Closed joeey1984ad closed 8 years ago
@joeey1984ad Give me the configuration of writeboost.
'dmsetup message mylv 2 writeback_threshold 70 nr_max_batched_writeback 32 read_cache_threshold 1'
BTW changing 'writeback_threshold 70' to 1 or 0 increases performance.
Also I made a seperate table with 80GB Data ( around 350000000 rows) and the test was normal. It seems when a table grows higher than 100GB or so performance goes down.
@joeey1984ad performance analysis is too difficult from remote site.

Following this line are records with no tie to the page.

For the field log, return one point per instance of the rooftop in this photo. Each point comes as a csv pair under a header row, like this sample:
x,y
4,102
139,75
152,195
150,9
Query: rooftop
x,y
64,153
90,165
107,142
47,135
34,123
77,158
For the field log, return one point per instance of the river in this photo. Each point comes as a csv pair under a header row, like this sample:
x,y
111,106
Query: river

I can give you advices but I can't see what's going on here.
I don't know about the workload (how it submits ios to the block layer)

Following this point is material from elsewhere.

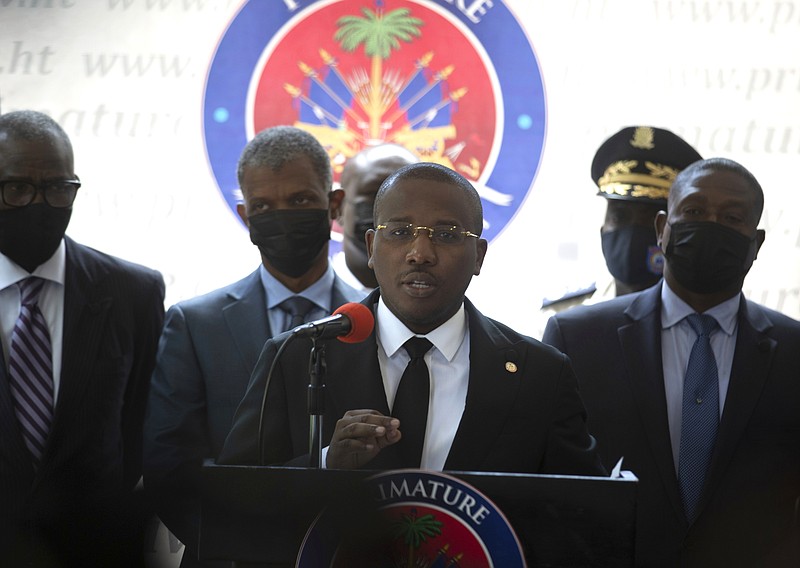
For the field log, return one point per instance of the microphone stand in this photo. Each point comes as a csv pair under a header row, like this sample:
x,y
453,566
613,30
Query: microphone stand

btw, read_cache_threshold isn't a boolean. please read the doc.
I repeated the test several times just to make sure. Also I have been using Lvm-cache with mysql for many years and have been testing with 1GB DATA and more, the performance degradation is gradual.
Do you think, this has something to do with log structure nature writeboost ?
To analyze, you should determine which block request is slow in what situation.
how?
Do you think, this has something to do with log structure nature writeboost ?
No. Rather, I think writeboost's log-structured nature can give same acceleration to the different datasets.
You should see the sysstat first. And what is happening when the iops is going down
Anyway, I felt like I had to post this issue since I did not notice this problem with other cache blocks devices.
Maybe, I can reproduce the same problem in my environment because the dataset is 400GB and we have free softwares that emulate OLTP workloads (such as dbench)
Sure .. that may help clarify the issue.
The speed is very good even higher than LVM cache up to around 80GB table size. But the TPS dramatically slows down. I am sure something is causing that huge drop.
@joeey1984ad Can you try this command before you start the workload?
dmsetup suspend mylv
dmsetup resume mylv
dmsetup message mylv 0 drop_caches
I guess writeback is happening and that's the reason of slowing down. I can't be sure because you didn't share all you actually did.
Also, see how writeback is going by the sysstat. how about writing to the caching device?
it's a mantra to drop all dirty caches
Ok, I will try dmsetup suspend mylv dmsetup resume mylv dmsetup message mylv 0 drop_caches
Just to be sure no Data was dropped in neither of the block device caches I tried. All I did was to 1.create the block device 2.Create DATA with sysbench 3.test
What do you mean writing to the caching device? you mean writing to SSD alone?
Meanwhile will you please try to replicate the test on your workload?
@joeey1984ad
did you run dropping caches between 2 and 3?
Just to be sure no Data was dropped in neither of the block device caches I tried.
This is strange because you set writeback_threshold to 70
no, I did not drop cache in neither of LVM, BCACHE nor Writeboost. I will try your method and let you know.
What do you mean writing to the caching device?
By seeing the sysstat you can see how much write per sec is done to the caching device
no, in neither of LVM, BCACHE nor Writeboost. I will try your method and let you know.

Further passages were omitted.